Bunun yanı sıra, kiralama iş modeli de çevresel etkileri azaltmada önemli bir trend olarak öne çıkmaktadır. Yeni kıyafet üretiminde kullanılan su, elektrik ve emisyon gibi kaynakların korunmasını sağlayan bu model, özellikle çocuk giyiminde yaygınlaşmaktadır. Türkiye’de de bu iş modelinin benimsenmesi, hem fiziksel mağazalarda hem de çevrimiçi platformlarda dikkat çekmektedir. Ancak COVID-19 pandemisi, sosyal temasa dayalı bu tür modellerin kısa vadede olumsuz etkilenmesine neden olmuştur.
AB’nin “Sürdürülebilir ve Döngüsel Tekstil Stratejisi” çerçevesinde belirlediği somut politikalar arasında zorunlu eko-tasarım kuralları, satılmayan ürünlerin imhasının engellenmesi, mikroplastik salınımı ile mücadele ve dijital ürün pasaportu zorunluluğu yer almaktadır.
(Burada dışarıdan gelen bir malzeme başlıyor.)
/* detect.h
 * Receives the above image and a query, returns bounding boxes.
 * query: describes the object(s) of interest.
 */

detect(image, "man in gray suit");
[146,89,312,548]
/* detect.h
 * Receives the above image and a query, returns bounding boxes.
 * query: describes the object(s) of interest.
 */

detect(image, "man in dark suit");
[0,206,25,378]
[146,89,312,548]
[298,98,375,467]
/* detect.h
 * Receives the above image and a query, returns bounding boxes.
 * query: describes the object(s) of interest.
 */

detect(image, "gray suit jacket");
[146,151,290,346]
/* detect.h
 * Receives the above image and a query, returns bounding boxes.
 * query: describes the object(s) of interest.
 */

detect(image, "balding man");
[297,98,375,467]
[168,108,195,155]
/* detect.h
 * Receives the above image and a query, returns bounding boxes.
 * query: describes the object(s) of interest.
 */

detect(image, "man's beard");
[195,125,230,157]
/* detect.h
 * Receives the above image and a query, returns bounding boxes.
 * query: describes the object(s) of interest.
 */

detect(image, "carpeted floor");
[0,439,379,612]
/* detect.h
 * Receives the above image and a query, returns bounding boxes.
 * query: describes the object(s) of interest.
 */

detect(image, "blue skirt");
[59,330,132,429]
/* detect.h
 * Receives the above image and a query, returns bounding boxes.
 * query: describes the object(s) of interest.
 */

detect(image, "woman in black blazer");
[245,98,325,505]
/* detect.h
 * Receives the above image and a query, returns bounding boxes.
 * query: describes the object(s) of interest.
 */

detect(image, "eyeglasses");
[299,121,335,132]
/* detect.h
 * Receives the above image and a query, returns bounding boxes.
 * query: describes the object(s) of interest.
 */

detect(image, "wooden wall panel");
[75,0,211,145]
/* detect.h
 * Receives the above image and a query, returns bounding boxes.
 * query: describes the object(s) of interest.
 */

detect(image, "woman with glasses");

Ayrıca genişletilmiş üretici sorumluluğu (EPR) kapsamında, üreticilerin geri dönüşüm süreçlerinden de sorumlu olması hedeflenmektedir.
Bu çerçevede, moda sektöründe sürdürülebilirlik yalnızca çevresel bir gereklilik değil, aynı zamanda ekonomik bir zorunluluk haline gelmektedir. İnovasyon ve yatırım yoluyla, sektörün karbon ayak izini azaltırken rekabet gücünü artırması beklenmektedir. Döngüsel ekonomiye geçişin desteklenmesi, yeşil teknoloji kullanımı ve sürdürülebilir iş modellerinin benimsenmesi, gelecekte moda sektörünü şekillendiren temel dinamikler olacaktır.